Señora Antonieta Mesa and her sister Señora Irma Mesa were quite welcoming when David and Gary arrived to visit their sewing studios. These ladies clearly each know what market they want to focus on and how to keep their businesses thriving. Señora Irma makes her living by sewing school uniforms and selling to or doing custom work for the middle-class families of the town and she does her best to donate what she can to the poor families who cannot yet earn enough to purchase her clothes. Looking at the dresses made by Señora Antonieta really dispels the idea that only the very poor or unsophisticated are influenced by the outreach work of FIDESMA and P4P.

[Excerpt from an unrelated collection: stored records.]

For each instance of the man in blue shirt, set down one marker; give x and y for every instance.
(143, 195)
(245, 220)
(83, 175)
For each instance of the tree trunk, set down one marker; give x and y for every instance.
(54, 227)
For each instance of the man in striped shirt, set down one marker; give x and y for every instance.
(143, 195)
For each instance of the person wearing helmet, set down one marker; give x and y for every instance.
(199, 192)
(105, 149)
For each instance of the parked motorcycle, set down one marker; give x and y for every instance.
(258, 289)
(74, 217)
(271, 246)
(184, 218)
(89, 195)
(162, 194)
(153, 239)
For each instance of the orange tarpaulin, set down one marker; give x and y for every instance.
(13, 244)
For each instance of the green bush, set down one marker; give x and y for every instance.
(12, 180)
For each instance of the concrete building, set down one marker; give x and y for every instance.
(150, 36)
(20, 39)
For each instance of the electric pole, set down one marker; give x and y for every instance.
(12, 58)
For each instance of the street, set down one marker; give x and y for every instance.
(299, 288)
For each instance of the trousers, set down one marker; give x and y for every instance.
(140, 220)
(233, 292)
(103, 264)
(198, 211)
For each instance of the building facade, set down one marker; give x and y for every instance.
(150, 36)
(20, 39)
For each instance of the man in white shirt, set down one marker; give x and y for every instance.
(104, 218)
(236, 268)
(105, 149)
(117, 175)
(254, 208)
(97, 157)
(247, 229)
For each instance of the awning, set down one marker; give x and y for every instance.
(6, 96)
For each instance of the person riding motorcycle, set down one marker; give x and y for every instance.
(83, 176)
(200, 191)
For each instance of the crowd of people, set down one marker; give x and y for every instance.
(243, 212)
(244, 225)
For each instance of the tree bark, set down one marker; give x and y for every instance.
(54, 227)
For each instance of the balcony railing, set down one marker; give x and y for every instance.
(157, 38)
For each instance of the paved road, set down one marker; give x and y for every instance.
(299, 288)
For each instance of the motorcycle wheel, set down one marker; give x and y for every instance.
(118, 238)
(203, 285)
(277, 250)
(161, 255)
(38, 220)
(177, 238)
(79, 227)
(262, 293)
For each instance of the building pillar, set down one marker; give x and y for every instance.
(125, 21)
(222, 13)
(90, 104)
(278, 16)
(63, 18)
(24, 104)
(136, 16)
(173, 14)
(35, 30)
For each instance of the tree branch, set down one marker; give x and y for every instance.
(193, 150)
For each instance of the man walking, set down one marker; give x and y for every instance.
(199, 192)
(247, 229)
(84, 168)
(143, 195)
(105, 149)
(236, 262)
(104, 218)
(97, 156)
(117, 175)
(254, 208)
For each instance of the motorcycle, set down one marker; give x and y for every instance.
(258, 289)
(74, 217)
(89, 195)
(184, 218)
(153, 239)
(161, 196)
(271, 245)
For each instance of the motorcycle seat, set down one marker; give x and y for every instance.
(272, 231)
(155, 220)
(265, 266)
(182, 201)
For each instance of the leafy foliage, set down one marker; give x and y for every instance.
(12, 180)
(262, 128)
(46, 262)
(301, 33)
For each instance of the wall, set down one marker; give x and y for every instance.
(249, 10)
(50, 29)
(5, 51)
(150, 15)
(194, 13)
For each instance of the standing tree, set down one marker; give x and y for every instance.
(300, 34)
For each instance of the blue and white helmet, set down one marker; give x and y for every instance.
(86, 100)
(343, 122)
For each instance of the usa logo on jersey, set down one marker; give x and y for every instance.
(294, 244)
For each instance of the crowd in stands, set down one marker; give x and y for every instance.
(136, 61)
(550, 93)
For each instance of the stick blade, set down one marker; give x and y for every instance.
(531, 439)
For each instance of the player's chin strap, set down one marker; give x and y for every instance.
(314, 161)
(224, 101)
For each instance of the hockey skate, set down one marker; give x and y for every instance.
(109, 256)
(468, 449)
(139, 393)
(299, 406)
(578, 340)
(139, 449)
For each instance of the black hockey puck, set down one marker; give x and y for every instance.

Señora Antonieta originally started her business using cheap plastic machines from an unknown source but, through the micro-credit provided by FIDESMA, she was able to get an older model heavy-duty machine from them. It could sew through thicker layers of more expensive cloth. This advantage enabled her to create the much coveted wedding dresses seen in high-end bridal magazines and the very necessary lovely gowns for young women’s “sweet 15” parties. Yes, 15 not 16. The age may differ, but the idea is the same. Señora Antonieta does rely on yardage from overseas for the more intricate orders, but she is often able to make use of fabric made in Guatemala. And these knock offs don’t compete with the real thing because the stores that sell these types of dresses are nowhere near these ladies or their customers. It’s fair competition for a fair price. Imagine being able to own something exactly like the design you saw in Vogue or Cosmopolitan for the equivalent of $500? No, it’s not cheap, but much cheaper than the real thing, available locally, and excellent quality.
This duo of sisters contributes to the clothing of daily use and to the elegance and beauty of special occasions. They apply wise business practices that can be implemented with little impact on the environment. Local products, personal service, reasonable prices, sustainable practices—all because of P4P’s machines and FIDESMA’s micro credit and determined distribution practices.